4. Alveolar gas tension oscillations

During a normal respiratory cycle the alveolar gas tensions oscillate (Fig. 16-7). During the first part of the inspiration we re-inhale alveolar air contained in the dead space, but soon the tension curves reverse as fresh air is received from the outside. Early in expiration the P_CO2 starts to increase linearly and the P_O2 falls. These oscillations around the mean alveolar gas tensions are transferred to the passing blood. The carotid bodies may be sensitive to P_CO2 oscillations of the arterialized blood.

Fig. 16-7: Oscillations around the mean of the alveolar gas tensions during a normal respiratory cycle performed by a sitting healthy person at rest.

The alveolar and arterial oscillations increase in amplitude and frequency during hypoxia and during exercise with tachypnoea and an increased tidal volume. This occurs at high altitude and in all disorders asoociated with hypoxia. Accordingly, any stimulus of the carotid bodies by this mechanism must be accentuated.
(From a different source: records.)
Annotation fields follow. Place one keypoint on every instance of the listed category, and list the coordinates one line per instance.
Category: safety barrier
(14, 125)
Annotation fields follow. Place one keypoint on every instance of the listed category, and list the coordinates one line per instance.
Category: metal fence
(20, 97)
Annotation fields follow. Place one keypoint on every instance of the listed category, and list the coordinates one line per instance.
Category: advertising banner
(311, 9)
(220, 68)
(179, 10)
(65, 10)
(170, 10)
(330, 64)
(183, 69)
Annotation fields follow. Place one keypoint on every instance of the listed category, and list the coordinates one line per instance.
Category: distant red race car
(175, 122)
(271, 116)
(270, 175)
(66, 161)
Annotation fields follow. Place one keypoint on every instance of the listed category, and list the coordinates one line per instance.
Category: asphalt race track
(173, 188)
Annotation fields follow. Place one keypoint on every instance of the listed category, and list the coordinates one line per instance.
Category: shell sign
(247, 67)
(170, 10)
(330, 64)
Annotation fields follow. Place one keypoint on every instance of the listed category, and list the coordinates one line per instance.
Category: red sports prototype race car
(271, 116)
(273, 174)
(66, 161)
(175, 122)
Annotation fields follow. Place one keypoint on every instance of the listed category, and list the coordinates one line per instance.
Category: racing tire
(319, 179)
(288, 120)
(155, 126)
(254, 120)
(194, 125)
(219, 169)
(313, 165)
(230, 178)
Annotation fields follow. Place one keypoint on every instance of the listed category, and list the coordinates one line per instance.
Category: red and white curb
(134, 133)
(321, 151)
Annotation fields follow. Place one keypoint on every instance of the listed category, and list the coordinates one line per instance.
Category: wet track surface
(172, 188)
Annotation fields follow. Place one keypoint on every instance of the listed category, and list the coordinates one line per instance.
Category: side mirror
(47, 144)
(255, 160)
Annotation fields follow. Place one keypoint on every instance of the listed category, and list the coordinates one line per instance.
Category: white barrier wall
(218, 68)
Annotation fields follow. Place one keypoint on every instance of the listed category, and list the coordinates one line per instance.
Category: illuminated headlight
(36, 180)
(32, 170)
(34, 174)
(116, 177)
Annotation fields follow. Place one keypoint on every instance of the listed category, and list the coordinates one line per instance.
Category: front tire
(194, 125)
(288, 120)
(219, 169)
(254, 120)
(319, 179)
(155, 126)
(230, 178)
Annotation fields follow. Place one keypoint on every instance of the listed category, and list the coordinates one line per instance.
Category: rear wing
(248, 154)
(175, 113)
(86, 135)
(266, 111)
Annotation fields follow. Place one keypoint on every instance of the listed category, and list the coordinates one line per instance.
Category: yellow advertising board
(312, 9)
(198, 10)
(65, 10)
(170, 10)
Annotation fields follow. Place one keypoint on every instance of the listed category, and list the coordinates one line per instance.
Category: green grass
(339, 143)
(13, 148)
5. Oxygen - Altitude - Mt Everest

At sea level the ambient or barometric pressure is around 101.3 kPa dependent upon the meteorological status. Above sea level, the ambient pressure decreases with altitude (Fig. 16-8). The top of Mt. Everest is depicted with mountaineer camps for the last 3 km.

At any given location on earth, the ambient pressure (P_B) equals the gravitational force of the air column per area unit. Classically, P_B is given as the height of the mercury (Hg) column, which exerts the same pressure as the air on an area unit (sea level mean 760 mmHg or 101.3 kPa at 0^oC and 45^o latitude).

Fig. 16-8: The decrease in inspired oxygen tension (P_IO2) and in barometric pressure with increasing altitude at 45 degrees latitude.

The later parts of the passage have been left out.